People with ADHD are sometimes wildly successful, and more often not.

Why is that?

Well, the more often not part has many explanations. We get distracted, don’t get to appointments, can’t manage time, act and react impulsively rather than in a calculated manner.

Yeah, I know. Why would we even try?

Because, dammit!

Because we see options, solutions, directions that others don’t see. And when we succeed, everyone wins.

There are stories out there of people with ADHD who lead extremely successful lives. And I mean successful by anyone’s standards. The owner of Jet Blue. The CEO of Chapters/Indigo. Okay, maybe it’s the CEO of Jet Blue and the owner of Chapters/Indigo, I don’t know, but I know they are successful and that they make no secret of their ADHD.

But there are hundreds and maybe thousands more people with ADHD who consider themselves reasonably successful as well.

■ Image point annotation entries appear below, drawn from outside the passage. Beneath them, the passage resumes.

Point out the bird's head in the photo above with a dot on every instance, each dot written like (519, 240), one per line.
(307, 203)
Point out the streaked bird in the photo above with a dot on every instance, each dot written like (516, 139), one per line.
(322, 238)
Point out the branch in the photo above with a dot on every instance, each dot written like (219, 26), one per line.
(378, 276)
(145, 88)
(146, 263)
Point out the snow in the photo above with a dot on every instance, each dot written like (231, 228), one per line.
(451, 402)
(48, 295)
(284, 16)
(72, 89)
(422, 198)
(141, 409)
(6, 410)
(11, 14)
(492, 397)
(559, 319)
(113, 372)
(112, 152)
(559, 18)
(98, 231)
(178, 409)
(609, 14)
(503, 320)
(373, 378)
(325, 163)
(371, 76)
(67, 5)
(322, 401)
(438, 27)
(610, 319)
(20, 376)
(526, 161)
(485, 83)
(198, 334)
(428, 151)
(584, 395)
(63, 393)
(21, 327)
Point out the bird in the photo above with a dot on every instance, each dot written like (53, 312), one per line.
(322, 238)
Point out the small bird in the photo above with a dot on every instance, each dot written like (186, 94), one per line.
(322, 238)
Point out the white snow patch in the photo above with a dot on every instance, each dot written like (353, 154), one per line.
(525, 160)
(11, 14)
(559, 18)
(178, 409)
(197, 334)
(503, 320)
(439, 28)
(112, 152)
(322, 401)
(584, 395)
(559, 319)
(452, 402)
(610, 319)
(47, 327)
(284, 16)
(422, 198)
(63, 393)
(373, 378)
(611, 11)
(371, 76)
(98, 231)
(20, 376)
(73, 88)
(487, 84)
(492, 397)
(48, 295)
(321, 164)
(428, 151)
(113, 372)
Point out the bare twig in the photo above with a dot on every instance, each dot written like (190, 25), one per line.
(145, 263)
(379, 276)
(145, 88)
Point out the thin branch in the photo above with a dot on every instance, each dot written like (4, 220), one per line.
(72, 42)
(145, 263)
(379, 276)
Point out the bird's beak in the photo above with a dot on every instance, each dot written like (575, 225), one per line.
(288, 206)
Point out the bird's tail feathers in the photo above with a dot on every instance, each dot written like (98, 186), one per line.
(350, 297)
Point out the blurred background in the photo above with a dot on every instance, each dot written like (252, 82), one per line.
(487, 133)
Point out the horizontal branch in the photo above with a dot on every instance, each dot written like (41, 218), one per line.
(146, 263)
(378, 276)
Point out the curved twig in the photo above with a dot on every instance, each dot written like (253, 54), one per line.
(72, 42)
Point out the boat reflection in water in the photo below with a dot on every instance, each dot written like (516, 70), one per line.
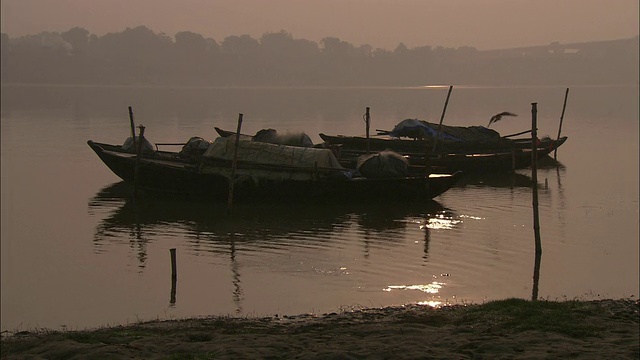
(203, 223)
(263, 231)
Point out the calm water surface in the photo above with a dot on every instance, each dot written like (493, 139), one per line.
(78, 251)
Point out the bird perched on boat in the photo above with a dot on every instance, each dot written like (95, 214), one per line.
(498, 117)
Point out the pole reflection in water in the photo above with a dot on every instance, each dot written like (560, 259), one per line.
(263, 233)
(235, 274)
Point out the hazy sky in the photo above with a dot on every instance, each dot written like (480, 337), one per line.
(484, 24)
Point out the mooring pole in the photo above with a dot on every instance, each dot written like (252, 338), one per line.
(133, 127)
(174, 276)
(534, 188)
(136, 172)
(234, 164)
(367, 120)
(564, 106)
(444, 110)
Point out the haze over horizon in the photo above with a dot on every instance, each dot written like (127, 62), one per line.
(488, 24)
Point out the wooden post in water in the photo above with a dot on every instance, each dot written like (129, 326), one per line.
(234, 164)
(534, 188)
(174, 276)
(136, 172)
(133, 127)
(367, 120)
(444, 110)
(564, 106)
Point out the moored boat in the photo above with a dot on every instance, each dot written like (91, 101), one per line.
(263, 171)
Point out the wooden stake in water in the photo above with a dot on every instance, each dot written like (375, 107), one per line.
(136, 172)
(133, 127)
(367, 120)
(174, 276)
(234, 164)
(534, 188)
(444, 110)
(564, 106)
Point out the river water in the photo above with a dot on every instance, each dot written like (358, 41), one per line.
(78, 252)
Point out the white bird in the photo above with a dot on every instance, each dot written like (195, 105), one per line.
(498, 117)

On good days I call myself successful. On bad days … not so much.

I may not be living The Dream, but for the most part I’m living a dream.

I never realized how much I wanted to be a writer until I was in my forties.

Read these words!

I believe that most people with ADHD who do not think of themselves as successful have given up on being successful.

I further believe that many of these people have this conviction as a result of failing.

And I believe that is a mistake.

I believe …

I believe that a failure, or even many failures, are opportunities to learn. But blind acceptance of your inability to succeed isn’t learning with your eyes open. It isn’t learning with your mind.

It’s giving up.

And you shouldn’t do that.

Why, you ask?

There are lots of other stories, tales of people who never quit trying and who became successful because of that.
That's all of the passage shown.